AtensiRakyat.com : Medan – Bak film laga yang seru, Tim Satres Narkoba Polrestabes Medan, terlibat aksi kejar-kejaran dengan kurir narkotika jenis ganja.
Lokasi aksinya di ruas Jalan AH Nasution Medan, pada Jumat (14/8/2026) malam kemarin.
Untuk menghentikan laju kendaran pelaku yang bergerak kencang, petugas terpaksa menabrak mobil pelaku, dan menyita 93 Kg ganja siap jual.
Selain ganja, pengemudi mobil bersama seorang penumpang diamankan.
Hal itu dibenarkan Kasat Res Narkoba Polrestabes Medan, AKBP Rafli Yusuf Nugraha, SH., SIK., MIP., dalam keterangannya kepada awak media, Jumat (21/8/2026).
Rafli menjelaskan, kasus ini terungkap berawal dari penggerebekan sarang narkoba di bantaran Rel Kereta Api Tembung, awal Agustus lalu.

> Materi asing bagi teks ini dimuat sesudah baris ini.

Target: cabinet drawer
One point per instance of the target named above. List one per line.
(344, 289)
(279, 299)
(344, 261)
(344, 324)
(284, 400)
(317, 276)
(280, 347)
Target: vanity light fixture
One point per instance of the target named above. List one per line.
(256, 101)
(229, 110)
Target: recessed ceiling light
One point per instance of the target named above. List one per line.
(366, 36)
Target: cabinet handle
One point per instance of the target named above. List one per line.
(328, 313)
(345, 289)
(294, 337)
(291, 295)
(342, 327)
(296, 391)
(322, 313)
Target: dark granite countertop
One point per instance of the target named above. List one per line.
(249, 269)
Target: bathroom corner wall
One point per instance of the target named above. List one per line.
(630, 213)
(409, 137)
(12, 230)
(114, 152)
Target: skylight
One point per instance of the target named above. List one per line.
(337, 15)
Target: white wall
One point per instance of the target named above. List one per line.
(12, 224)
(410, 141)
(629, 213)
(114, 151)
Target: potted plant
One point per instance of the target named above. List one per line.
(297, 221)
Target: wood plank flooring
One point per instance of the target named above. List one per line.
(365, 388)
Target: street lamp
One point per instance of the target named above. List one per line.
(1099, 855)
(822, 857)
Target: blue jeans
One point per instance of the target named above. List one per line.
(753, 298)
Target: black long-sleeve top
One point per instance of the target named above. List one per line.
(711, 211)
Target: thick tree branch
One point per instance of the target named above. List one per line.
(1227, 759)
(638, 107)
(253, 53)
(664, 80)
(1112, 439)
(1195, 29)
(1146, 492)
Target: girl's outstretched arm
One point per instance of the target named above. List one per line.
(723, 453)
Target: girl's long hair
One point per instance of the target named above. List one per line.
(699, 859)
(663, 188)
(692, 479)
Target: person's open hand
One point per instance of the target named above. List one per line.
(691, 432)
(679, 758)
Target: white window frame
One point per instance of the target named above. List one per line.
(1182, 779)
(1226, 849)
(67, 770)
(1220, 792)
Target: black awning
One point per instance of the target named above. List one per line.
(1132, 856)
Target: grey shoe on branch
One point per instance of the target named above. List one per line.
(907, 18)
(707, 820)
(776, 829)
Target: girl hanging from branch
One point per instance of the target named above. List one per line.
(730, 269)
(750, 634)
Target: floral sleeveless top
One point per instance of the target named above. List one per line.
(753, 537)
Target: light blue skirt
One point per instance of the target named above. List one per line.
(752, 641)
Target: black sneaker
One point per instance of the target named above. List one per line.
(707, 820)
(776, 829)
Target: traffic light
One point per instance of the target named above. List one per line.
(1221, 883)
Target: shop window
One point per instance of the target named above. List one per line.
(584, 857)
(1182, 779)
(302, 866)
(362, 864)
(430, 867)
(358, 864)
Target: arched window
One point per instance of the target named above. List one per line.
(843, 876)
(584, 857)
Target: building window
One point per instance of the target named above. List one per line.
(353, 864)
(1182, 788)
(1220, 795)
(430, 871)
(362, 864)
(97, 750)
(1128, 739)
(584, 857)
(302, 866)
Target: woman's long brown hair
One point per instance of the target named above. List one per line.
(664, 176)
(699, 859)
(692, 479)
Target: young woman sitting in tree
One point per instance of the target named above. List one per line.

Saat itu, petugas menyita narkotika jenis ganja seberat 3 kilogram, dan meringkus 3 pelaku.
“Pengungkapan ini, hasil pengembangan dari kegiatan Gerebek Sarang Narkoba (GSN) di Tembung beberapa waktu lalu. Dari sana, kami mendapat informasi perihal rencana pengiriman ganja dalam jumlah besar ke kawasan Tembung,” ungkapnya.
Dari informasi yang diperoleh, lanjut Kasat, tim melakukan pengintaian, mulai dari kawasan Kabupaten Dairi yang berbatasan dengan Provinsi Aceh tempat narkoba berasal, hingga ke pusat Kota Medan.
“Petugas akhirnya mengidentifikasi mobil pengangkut ganja tersebut. Kemudian membuntutinya untuk mengetahui kemana narkoba akan diantar, dan siapa yang akan menerimanya,” tutur Rafli.
Namun, saat melintas di Jalan AH Nasution Medan, petugas terpaksa menghentikan mobil pelaku secara paksa, karena pergerakan mobil pelaku mulai mencurigakan.
Kuat dugaan, pelaku sudah mengetahui diikuti petugas, sehingga berupaya melarikan diri, meski akhirnya gagal.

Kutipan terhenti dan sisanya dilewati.